A. M. Rodcenko -1929

1) L’arte non è propriamente “utile”, (inutile e inattuale, piegata all’utilità immediata si dissolve, diventa rappresentazione grottesca) come non lo è la bellezza; tuttavia, interrogarsi sulla possibile “utilità” della sua ineffabile e inafferrabile forza, mi sembra molto ragionevole e salutare.
2) Nello stesso periodo, artisti di tutta Europa, si interrogano sugli stessi snodi linguistici – in che modo parlare d’industrializzazione e produzione in serie e come relazionarsi con esse -. sebbene con diversi tagli critici; lo si vede dando un’occhiata a Le ballet mécanique di Ferdinand Léger, del 1924, dove un vorticare di meccanismi s’accompagna a figure geometriche e dettagli di un volto femminile; e ai cortometraggi sperimentali di Hans Richter con composizioni di oggetti in movimento (dal 1921 al 1926)

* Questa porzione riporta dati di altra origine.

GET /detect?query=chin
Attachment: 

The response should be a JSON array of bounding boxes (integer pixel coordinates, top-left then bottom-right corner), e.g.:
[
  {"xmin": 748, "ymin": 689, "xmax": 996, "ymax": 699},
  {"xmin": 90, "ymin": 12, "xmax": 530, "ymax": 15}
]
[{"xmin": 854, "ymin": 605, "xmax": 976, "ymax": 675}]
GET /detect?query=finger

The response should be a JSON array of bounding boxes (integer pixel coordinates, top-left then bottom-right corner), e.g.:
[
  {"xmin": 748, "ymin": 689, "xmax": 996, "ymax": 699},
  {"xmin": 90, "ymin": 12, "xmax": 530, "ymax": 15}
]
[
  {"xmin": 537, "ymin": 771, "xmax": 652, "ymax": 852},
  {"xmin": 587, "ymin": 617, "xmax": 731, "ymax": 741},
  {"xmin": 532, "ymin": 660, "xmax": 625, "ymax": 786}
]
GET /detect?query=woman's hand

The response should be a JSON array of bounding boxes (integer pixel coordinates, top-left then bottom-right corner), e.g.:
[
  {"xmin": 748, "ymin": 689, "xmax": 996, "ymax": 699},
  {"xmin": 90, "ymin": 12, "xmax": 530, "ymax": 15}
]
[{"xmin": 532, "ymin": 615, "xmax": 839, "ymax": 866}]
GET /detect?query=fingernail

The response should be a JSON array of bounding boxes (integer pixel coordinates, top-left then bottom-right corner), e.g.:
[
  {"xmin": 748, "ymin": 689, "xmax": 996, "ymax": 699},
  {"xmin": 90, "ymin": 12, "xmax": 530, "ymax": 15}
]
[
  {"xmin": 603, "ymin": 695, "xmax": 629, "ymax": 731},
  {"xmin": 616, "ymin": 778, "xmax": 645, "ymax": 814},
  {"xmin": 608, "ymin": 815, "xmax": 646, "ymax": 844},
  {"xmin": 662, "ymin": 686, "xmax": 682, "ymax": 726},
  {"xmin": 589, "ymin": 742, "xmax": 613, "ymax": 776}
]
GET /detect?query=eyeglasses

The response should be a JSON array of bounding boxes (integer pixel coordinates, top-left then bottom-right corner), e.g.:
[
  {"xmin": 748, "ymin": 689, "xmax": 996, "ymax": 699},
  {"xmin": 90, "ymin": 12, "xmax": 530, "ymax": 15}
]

3) Majakovskij illustra con linguaggio popolare le tavole grafiche di propaganda Rosta; Kandinskij, Chagall, El Lissitzky, Goncharova, Tatlin, Malevich, eccetera, partecipano con entusiasmo a un’inedita mobilitazione artistica, convogli ferroviari di propaganda percorrono campagne (vedi L’armata a cavallo di Isaac Babel); navi, treni e vetrine espongono manifesti. L’arte può occupare lo spazio dello spirito e della coscienza, tuttavia fino a un certo punto, ispirando la grafica, la propaganda e, per certi versi, la progettazione architettonica. Ma, né la produzione industriale pianificata, né il regime, hanno bisogno dell’arte.